The fix was a multi-Region key, and critically, a backfill — adopting an MRK does nothing for the 240 million records already wrapped under the old single-Region key. They created an MRK primary in eu-west-1, replicated it into eu-central-1, repointed the application’s key provider, and ran a controlled ReEncrypt migration (in batches, throttle-aware, idempotent on a per-item version flag) over the existing items so every envelope was re-wrapped under the portable key. The backfill ran for nine days at a deliberately capped rate to stay well under the request-rate quota. They also tightened each replica’s policy independently: the eu-central-1 replica granted the app Decrypt only, while writes (and thus GenerateDataKey) stayed pinned to the active primary, so a failover couldn’t silently start minting keys in the standby Region.

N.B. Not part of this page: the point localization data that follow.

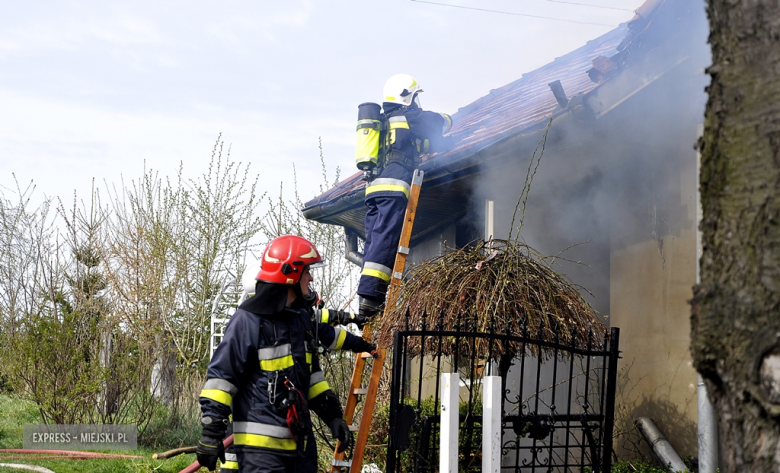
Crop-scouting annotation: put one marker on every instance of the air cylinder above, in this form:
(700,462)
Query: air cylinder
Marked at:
(369,129)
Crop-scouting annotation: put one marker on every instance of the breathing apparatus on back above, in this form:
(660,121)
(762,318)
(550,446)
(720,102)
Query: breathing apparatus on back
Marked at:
(371,130)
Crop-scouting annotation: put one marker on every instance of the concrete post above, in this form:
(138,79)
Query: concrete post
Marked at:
(491,424)
(450,420)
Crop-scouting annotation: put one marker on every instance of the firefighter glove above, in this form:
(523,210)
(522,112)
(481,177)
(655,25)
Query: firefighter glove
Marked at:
(345,318)
(340,430)
(208,450)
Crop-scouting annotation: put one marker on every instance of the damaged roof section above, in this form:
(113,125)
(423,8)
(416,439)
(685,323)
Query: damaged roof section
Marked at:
(505,114)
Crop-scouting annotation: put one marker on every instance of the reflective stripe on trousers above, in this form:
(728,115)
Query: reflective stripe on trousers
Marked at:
(256,434)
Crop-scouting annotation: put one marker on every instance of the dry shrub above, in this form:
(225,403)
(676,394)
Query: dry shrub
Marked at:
(499,287)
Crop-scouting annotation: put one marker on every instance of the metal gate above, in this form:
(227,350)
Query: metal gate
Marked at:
(557,405)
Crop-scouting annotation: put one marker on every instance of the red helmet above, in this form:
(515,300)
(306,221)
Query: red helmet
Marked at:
(285,258)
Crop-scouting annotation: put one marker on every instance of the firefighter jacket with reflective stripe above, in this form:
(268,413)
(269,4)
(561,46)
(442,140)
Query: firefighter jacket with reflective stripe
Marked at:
(410,131)
(249,370)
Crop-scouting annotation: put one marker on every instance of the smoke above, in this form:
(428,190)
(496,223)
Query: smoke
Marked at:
(626,178)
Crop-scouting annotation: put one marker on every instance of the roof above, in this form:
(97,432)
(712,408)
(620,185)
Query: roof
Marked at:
(518,108)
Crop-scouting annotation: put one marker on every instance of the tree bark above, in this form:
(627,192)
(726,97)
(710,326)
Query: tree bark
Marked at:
(735,318)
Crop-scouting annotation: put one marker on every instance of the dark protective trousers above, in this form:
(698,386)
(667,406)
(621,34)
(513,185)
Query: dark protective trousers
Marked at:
(384,221)
(271,462)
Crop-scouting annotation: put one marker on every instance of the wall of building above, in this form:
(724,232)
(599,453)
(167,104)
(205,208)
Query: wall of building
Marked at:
(651,281)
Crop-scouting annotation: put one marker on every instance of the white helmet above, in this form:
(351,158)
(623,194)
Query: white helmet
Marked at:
(401,89)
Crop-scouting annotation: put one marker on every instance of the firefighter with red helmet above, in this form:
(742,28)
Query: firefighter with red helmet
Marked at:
(267,374)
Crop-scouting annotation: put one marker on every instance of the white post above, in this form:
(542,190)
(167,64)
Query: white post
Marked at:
(489,219)
(491,424)
(450,420)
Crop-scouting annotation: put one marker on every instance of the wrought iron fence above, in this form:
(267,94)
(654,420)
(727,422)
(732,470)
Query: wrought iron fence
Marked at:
(557,405)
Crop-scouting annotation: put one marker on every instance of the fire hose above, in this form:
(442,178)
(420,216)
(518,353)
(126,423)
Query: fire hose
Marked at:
(65,453)
(196,466)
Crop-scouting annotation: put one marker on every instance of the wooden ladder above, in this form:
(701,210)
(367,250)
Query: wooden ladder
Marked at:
(356,388)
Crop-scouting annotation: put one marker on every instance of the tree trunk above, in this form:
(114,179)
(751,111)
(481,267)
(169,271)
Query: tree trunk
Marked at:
(735,311)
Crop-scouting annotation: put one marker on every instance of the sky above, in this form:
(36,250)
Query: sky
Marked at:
(101,91)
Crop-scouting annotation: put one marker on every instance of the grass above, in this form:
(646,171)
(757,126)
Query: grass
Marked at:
(15,412)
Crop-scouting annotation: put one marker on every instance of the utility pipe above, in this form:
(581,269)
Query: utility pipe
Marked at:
(661,447)
(353,255)
(706,422)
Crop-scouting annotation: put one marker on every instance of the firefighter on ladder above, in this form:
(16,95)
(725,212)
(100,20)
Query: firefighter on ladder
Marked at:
(266,371)
(409,132)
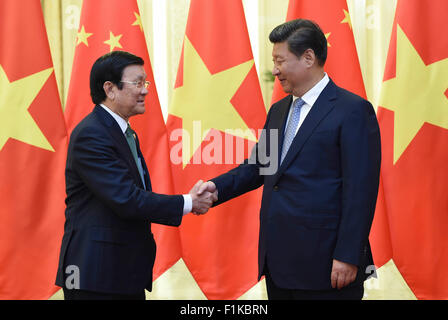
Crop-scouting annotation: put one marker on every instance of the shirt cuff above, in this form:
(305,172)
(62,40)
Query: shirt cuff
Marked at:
(188,203)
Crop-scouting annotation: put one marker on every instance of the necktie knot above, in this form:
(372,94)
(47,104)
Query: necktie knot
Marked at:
(299,103)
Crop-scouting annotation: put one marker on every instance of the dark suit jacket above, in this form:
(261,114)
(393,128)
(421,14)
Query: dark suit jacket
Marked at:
(319,205)
(107,232)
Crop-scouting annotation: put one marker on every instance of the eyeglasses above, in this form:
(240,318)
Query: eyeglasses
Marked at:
(138,84)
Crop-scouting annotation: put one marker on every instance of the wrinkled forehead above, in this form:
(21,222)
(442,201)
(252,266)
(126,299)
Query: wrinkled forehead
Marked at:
(134,71)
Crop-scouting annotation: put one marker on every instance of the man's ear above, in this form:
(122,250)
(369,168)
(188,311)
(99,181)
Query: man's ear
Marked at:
(109,89)
(309,57)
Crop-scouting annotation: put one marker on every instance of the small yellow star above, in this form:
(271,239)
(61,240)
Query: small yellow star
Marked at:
(205,97)
(416,94)
(347,19)
(327,35)
(114,41)
(83,36)
(138,21)
(15,99)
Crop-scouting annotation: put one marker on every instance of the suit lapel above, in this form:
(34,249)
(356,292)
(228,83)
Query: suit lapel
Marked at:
(145,168)
(120,140)
(320,109)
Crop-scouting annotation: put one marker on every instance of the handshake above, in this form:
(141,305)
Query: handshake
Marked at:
(203,195)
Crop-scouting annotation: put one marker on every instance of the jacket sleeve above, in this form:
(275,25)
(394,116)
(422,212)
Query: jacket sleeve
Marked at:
(106,174)
(360,159)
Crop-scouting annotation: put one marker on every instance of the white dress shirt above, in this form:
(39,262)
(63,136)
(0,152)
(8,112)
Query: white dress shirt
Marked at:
(188,202)
(310,98)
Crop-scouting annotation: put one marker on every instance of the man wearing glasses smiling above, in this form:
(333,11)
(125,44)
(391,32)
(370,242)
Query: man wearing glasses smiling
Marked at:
(108,250)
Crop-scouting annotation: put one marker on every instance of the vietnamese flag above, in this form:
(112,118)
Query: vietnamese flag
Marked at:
(217,90)
(108,25)
(33,143)
(342,63)
(412,212)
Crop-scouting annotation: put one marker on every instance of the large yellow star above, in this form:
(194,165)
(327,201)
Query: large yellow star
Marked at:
(15,99)
(347,19)
(114,41)
(416,94)
(327,35)
(205,97)
(138,21)
(83,36)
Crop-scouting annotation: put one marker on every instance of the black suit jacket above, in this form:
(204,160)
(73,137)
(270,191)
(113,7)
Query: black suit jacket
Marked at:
(319,204)
(107,232)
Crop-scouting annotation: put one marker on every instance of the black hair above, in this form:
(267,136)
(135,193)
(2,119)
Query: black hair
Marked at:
(109,67)
(301,34)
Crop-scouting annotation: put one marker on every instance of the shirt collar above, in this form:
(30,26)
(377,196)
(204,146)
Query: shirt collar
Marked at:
(311,95)
(121,122)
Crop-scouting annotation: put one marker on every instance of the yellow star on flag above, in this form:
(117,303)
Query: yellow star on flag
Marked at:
(416,94)
(347,19)
(83,36)
(205,97)
(327,35)
(114,41)
(15,99)
(138,21)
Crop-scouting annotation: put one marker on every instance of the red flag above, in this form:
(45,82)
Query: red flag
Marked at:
(342,63)
(108,25)
(411,217)
(217,89)
(33,143)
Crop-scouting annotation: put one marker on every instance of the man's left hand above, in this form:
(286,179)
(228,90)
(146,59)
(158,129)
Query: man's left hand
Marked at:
(342,274)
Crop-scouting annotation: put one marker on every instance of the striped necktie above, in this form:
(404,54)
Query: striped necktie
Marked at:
(130,134)
(292,126)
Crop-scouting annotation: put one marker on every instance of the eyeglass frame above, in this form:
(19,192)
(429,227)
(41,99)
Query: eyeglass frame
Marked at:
(139,84)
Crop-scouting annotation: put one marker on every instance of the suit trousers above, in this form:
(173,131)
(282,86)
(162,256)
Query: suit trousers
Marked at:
(75,294)
(354,291)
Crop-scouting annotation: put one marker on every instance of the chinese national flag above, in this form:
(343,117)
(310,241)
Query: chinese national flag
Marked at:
(33,143)
(108,25)
(342,63)
(411,219)
(217,89)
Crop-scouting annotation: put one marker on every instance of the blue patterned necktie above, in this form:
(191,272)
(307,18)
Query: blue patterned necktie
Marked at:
(292,126)
(129,133)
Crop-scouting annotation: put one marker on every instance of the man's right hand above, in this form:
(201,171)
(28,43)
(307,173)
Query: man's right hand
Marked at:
(202,198)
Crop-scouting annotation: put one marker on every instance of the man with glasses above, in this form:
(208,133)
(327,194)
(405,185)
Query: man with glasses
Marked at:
(108,250)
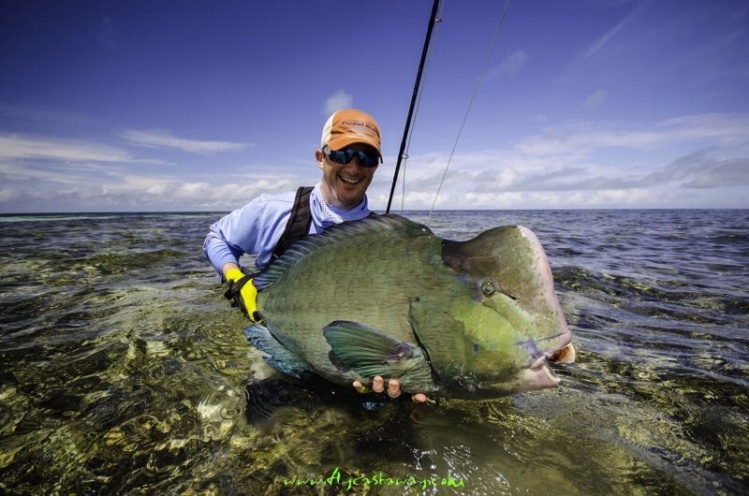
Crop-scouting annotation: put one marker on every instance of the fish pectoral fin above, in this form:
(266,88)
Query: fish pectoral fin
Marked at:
(279,357)
(370,352)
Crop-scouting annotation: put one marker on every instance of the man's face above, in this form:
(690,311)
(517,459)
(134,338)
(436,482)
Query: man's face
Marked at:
(344,185)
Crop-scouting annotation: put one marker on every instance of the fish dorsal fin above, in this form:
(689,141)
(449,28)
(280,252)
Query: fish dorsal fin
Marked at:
(301,249)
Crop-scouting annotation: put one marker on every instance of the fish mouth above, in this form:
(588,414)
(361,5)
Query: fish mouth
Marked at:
(539,375)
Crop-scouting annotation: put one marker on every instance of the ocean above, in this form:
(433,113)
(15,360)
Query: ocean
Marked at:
(125,371)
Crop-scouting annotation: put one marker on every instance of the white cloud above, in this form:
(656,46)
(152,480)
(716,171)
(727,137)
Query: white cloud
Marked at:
(596,99)
(14,146)
(164,139)
(337,101)
(512,64)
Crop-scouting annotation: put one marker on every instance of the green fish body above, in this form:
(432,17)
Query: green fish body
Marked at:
(385,296)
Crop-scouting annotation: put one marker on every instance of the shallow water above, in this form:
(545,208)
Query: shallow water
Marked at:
(124,370)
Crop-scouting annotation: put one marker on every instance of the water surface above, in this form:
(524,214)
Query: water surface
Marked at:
(124,370)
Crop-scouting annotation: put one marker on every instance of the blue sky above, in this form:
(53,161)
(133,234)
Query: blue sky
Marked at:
(202,105)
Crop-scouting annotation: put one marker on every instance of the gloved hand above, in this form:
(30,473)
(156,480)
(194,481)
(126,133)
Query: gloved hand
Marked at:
(243,293)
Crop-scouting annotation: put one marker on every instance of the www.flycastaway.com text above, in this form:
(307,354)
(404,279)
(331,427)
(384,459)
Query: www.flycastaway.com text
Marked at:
(379,479)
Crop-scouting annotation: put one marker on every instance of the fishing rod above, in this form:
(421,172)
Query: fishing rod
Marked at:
(432,20)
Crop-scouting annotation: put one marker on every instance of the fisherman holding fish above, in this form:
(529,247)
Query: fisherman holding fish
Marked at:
(349,153)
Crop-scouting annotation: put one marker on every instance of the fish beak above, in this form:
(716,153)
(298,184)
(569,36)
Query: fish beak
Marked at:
(566,354)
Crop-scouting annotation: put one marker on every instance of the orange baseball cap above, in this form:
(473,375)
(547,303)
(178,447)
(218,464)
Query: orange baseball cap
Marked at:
(348,126)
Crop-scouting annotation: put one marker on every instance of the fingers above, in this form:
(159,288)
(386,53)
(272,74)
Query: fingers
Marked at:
(393,389)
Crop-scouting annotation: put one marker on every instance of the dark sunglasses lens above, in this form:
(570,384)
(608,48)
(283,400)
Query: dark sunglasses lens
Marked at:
(341,156)
(368,159)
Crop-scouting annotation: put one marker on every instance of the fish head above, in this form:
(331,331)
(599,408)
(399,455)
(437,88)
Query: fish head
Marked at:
(510,319)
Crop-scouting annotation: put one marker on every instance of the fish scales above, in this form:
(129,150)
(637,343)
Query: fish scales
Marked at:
(385,296)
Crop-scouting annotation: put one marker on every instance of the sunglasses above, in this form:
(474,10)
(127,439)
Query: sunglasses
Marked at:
(366,158)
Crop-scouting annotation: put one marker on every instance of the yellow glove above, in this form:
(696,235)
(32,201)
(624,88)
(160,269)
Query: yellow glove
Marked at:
(243,294)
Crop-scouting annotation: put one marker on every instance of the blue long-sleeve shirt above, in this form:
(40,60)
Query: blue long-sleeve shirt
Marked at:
(257,227)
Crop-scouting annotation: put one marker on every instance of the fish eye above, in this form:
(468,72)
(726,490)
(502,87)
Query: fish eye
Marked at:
(488,287)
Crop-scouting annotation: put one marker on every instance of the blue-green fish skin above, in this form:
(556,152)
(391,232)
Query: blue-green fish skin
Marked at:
(385,296)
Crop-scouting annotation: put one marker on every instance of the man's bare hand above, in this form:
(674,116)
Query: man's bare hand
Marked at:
(393,389)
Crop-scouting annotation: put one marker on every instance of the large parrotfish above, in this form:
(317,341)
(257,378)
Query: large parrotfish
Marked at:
(385,296)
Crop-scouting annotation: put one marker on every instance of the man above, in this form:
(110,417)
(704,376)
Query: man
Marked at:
(348,156)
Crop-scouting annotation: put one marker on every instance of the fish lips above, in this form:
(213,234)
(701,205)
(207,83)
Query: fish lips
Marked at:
(539,375)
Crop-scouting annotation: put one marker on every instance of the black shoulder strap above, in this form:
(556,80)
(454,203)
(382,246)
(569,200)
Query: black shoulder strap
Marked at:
(299,221)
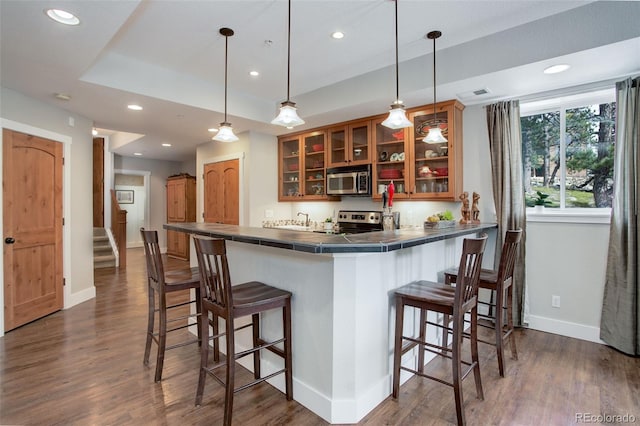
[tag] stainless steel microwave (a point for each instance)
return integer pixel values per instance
(349, 180)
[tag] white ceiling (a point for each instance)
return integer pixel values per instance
(169, 57)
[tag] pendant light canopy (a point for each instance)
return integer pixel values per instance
(225, 133)
(435, 133)
(288, 116)
(397, 115)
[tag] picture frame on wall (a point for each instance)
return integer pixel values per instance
(124, 196)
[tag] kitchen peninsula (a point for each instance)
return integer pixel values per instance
(342, 306)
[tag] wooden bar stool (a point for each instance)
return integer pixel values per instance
(499, 282)
(456, 302)
(230, 302)
(160, 285)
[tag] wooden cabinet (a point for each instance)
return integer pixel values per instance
(436, 169)
(419, 170)
(181, 207)
(302, 166)
(350, 144)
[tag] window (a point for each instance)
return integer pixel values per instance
(567, 148)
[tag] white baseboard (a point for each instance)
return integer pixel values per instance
(564, 328)
(82, 296)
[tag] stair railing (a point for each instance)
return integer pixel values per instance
(119, 229)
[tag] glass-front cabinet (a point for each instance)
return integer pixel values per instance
(290, 165)
(349, 144)
(302, 165)
(437, 167)
(314, 146)
(420, 170)
(391, 160)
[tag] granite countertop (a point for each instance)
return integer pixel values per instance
(314, 242)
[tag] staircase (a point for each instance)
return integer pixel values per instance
(103, 256)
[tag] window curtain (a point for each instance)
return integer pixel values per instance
(505, 144)
(620, 313)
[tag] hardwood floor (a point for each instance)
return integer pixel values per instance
(83, 366)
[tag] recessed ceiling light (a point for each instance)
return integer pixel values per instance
(62, 16)
(555, 69)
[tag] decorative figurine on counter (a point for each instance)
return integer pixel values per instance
(475, 212)
(464, 210)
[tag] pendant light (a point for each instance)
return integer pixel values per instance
(397, 115)
(435, 133)
(288, 116)
(225, 133)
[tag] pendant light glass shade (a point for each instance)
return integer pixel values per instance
(288, 116)
(435, 136)
(397, 115)
(435, 133)
(225, 133)
(397, 118)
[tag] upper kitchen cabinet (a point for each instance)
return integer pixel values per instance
(391, 162)
(289, 166)
(302, 165)
(349, 144)
(436, 168)
(314, 146)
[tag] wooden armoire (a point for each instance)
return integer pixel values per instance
(181, 207)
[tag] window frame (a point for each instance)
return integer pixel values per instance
(562, 103)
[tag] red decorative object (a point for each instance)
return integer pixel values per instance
(390, 190)
(390, 174)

# Primary in the active Region
aws kms create-key --multi-region --region eu-west-1 \
  --description "pan-field-encryption primary"

# Replica in the standby Region (independent, decrypt-only policy attached after)
aws kms replicate-key \
  --key-id mrk-0a1b2c3d4e5f6a7b8 \
  --replica-region eu-central-1

A second, quieter incident surfaced during the same project. With the global table now genuinely portable, traffic doubled into both Regions and the payments service began throwing intermittent ThrottlingException on GenerateDataKey during the evening peak. The cause: client-side field encryption was calling GenerateDataKey per item, and at peak that exceeded the Region’s request-rate quota. They fixed it two ways: added data-key caching in the Encryption SDK (keyed per tenant, max_age=120s, max_messages_encrypted=500), which cut KMS calls by ~98%, and proactively raised the request-rate quota via Service Quotas ahead of the next quarter’s launch. The S3 archive of settlement files, separately, had Bucket Keys enabled in the same sweep — it had been making a GenerateDataKey call per object and was the single largest line on the (newly noticed) KMS bill.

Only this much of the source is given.